Perché difendi Sergi?
«Come presidente ha svolto un buon lavoro. La federazione chiude ogni anno con degli utili, il suo operato di amministratore finanziario è positivo. Se si vuole dare la colpa a lui per tutto, anche per le Nazionali, io non sono d’accordo. Ma certi giochi di potere non sono nuovi nel nostro basket».

Se a Friburgo è finita un'era? Non saprei. Forse vogliono ridimensionarsi e ripartire con dei giovani per tornare ancora più forti tra un paio d’anni

A proposito di poteri: a Friburgo è finita un’era. Dopo l’allenatore Petar Aleksic, ha lasciato anche il presidente Philippe de Gottrau. Che idea ti sei fatto?
«Non saprei. Forse vogliono ridimensionarsi e ripartire con dei giovani per tornare ancora più forti tra un paio d’anni. Ma restano comunque il club e la squadra da battere».

Aleksic ti mancherà?
«No. Non abbiamo mai avuto un vero rapporto. Soltanto veloci strette di mano e fiamme negli occhi, figlie della rivalità. Finalmente, con l’arrivo di Thibaut Petit e Patrick Pembele, a Friburgo ci sarà uno staff tecnico che amo e stimo. Due miei amici. Quando allenava i Lugano Tigers, io e Thibaut Petit prendevamo il caffè insieme ogni giorno, di nascosto dai nostri presidenti».

L’anno scorso è stata una corsa a due tra voi e Friburgo. Ora il Ginevra è tornato ambizioso.
«È vero, i Lions hanno costruito uno squadrone, ma attenzione anche al Neuchâtel. Sarà una corsa a quattro. Con Friburgo e Ginevra davanti».

Avete cambiato tre stranieri su quattro. Perché?
«Ogni caso è diverso. Bogues, dopo una bella stagione da noi, ha ricevuto offerte importanti. James, a causa di problemi personali, non avrebbe potuto arrivare da noi prima di dicembre. Se sarà ancora disponibile, ci penseremo. Galloway, invece, non ci ha portato quello che ci aspettavamo».

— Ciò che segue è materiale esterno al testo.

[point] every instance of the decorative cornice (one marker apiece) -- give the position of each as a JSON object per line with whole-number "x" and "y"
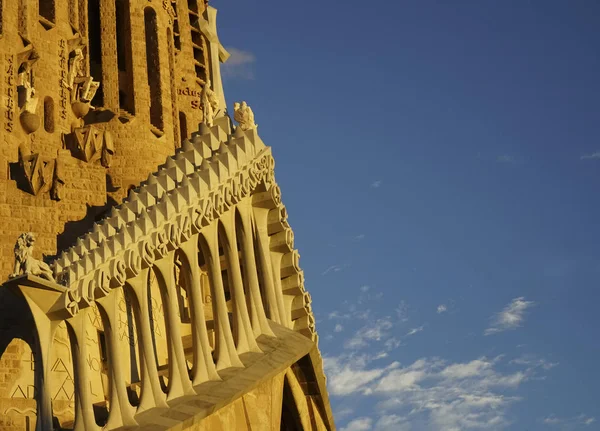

Con Steinmann e Solcà avete aumentato le opzioni offensive, ma vi manca uno svizzero in posto 4 che possa alternarsi a Marko Mladjan. Giocherete spesso con due lunghi americani in campo?
«Capiterà, sì. Abbiamo preso Langford dal Monthey proprio per la sua versatilità sotto canestro. Complice la partenza di Andjelkovic, siamo un po’ scoperti. Alcuni elementi che ci interessavano si sono accasati altrove. Forse riusciremo a fare un innesto dell’ultima ora, altrimenti andremo avanti così. Nelle amichevoli in Valtellina ha funzionato bene e in allenamento ci aiuta Slokar. Inoltre, nel ruolo, abbiamo un giovane come Tanackovic, un nazionale U20 che ora deve iniziare a darci una mano».